Vous ne sauriez être en lieu du monde où la peine que vous prendrez de me mander de vos nouvelles ne soit utile pour ma satisfaction. Car je me persuade qu'elles seront toujours à votre avantage, et que Dieu est trop juste pour vous envoyer de malheurs si grands que votre prudence n'en saurait tirer, comme des désordres inopinés en France, qui conservent votre liberté en vous obligeant de retourner en Hollande, puisque sans cela la Cour vous l'aurait ravie, quelque soin que vous eussiez pu prendre de vous y opposer; et pour moi, j'en reçois le plaisir de pouvoir espérer le bonheur de vous revoir en Hollande ou ailleurs.

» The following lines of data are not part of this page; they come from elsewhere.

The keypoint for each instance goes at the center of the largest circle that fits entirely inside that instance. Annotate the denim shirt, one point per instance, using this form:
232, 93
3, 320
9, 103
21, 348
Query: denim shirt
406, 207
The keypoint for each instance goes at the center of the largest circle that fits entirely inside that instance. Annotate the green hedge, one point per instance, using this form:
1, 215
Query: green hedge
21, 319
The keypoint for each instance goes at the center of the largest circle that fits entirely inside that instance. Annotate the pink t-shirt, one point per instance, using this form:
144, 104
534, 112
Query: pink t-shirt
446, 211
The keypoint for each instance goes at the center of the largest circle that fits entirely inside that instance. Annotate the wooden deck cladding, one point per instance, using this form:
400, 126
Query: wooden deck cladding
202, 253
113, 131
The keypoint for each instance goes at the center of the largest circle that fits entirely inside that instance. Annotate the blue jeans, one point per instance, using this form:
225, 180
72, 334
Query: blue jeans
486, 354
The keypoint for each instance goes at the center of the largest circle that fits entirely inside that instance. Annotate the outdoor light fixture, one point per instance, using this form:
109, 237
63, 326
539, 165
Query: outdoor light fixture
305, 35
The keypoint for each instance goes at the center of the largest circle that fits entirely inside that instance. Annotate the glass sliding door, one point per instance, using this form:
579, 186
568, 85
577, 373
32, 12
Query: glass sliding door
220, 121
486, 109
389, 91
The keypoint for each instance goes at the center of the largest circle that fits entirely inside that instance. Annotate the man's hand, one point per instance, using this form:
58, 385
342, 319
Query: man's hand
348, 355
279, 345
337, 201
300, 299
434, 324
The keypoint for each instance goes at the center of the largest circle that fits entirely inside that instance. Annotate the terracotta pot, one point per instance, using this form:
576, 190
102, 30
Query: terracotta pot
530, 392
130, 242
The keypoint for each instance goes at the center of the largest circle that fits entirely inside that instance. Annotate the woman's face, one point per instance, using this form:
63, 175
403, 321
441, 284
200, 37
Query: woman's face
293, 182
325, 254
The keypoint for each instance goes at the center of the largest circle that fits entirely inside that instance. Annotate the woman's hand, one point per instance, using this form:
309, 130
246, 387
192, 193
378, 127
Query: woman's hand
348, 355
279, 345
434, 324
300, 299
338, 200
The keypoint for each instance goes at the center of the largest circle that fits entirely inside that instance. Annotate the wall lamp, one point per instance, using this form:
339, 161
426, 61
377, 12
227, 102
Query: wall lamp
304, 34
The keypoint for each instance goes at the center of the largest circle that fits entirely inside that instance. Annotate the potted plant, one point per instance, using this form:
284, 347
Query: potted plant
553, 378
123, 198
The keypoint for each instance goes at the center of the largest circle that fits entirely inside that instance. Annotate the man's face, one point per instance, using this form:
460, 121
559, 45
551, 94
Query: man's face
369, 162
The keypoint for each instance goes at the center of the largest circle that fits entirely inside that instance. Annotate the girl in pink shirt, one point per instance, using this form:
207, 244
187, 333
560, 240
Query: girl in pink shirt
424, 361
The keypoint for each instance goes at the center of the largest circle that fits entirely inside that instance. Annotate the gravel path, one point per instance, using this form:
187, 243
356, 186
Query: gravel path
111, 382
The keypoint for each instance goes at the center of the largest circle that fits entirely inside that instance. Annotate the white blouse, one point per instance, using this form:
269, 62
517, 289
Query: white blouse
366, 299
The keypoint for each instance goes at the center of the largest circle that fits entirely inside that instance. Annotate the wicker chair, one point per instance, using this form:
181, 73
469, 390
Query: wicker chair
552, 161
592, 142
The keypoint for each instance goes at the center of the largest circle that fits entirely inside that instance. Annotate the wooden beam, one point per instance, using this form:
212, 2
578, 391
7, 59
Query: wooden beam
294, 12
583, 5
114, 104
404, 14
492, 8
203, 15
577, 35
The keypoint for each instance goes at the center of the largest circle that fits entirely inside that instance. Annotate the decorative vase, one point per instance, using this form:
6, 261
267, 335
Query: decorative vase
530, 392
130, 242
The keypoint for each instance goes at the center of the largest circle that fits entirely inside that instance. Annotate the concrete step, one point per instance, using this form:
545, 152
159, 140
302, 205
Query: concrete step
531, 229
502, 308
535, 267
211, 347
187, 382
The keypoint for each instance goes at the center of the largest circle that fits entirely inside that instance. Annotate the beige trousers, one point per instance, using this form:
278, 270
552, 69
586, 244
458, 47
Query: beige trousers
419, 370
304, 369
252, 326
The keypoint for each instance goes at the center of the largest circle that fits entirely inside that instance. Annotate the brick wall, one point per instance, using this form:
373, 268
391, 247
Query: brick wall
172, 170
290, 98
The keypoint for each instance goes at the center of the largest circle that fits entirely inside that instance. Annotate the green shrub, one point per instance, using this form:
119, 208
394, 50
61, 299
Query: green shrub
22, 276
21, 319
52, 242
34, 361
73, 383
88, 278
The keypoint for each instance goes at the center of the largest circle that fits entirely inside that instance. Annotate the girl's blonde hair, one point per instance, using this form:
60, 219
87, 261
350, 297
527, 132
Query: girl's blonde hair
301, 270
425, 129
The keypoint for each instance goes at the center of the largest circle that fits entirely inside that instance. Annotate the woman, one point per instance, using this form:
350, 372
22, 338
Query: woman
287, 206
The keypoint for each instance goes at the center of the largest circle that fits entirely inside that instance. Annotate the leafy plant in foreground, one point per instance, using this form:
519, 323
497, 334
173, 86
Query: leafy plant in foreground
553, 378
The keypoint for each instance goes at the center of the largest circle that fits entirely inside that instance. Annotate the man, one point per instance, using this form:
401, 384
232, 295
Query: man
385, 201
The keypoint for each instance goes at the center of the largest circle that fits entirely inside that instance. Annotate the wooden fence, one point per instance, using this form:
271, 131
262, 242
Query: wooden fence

Je crois que vous aurez reçu la lettre où on vous parle d'un autre voyage, qui se devait faire, si les amis l'approuvaient, le croyant pour leur service en cette conjoncture; et depuis, ils l'ont demandé, en fournissant les dépenses qu'il y fallait. Néanmoins, ceux qui sont où cela se doit commencer, ont empêché de jour en jour les apprêts qui y étaient nécessaires, émus à cela par des raisons si faibles qu'eux-mêmes ne les oseraient avouer. Cependant on donne à cette heure si peu de temps pour cela, que la personne de question ne pourra point être prête. Et d'un côté elle aura mauvais gré d'avoir manqué de parole; de l'autre, ses amis croiront qu'elle n'avait pas la volonté ou le courage de sacrifier sa santé et son repos pour l'intérêt d'une maison, pour laquelle elle voudrait encore abandonner la vie, s'il était requis. Cela la fâche un peu, mais ne la saurait surprendre, puisqu'elle est bien accoutumée de souffrir le blâme des fautes d'autrui (même en des occasions où elle ne s'en voulait purger), et de chercher sa satisfaction seulement au témoignage que sa conscience lui donne d'avoir fait son devoir. Toutefois cela détourne ses pensées quelque temps de matière plus agréable; et encore que vous ayez raison de dire que ceux qui sont en grande fortune diffèrent davantage des autres en ce que les déplaisirs qui leur arrivent leur sont plus sensibles, que non pas en ce qu'ils jouissent de plus de plaisirs, parce qu'il y en a peu qui donnent de vrais objets à leurs plaisirs (mais si c'était de faire du bien au public et particulièrement aux personnes de mérite, une condition qui en donnerait quantité de moyens, donnerait aussi plus de plaisirs que ne pourraient avoir ceux à qui la fortune refuse cet avantage), je n'en demanderais jamais de plus grand, que de vous pouvoir témoigner en effet l'estime que je fais de votre bonté pour

Votre très affectionnée amie à vous servir,

Élisabeth.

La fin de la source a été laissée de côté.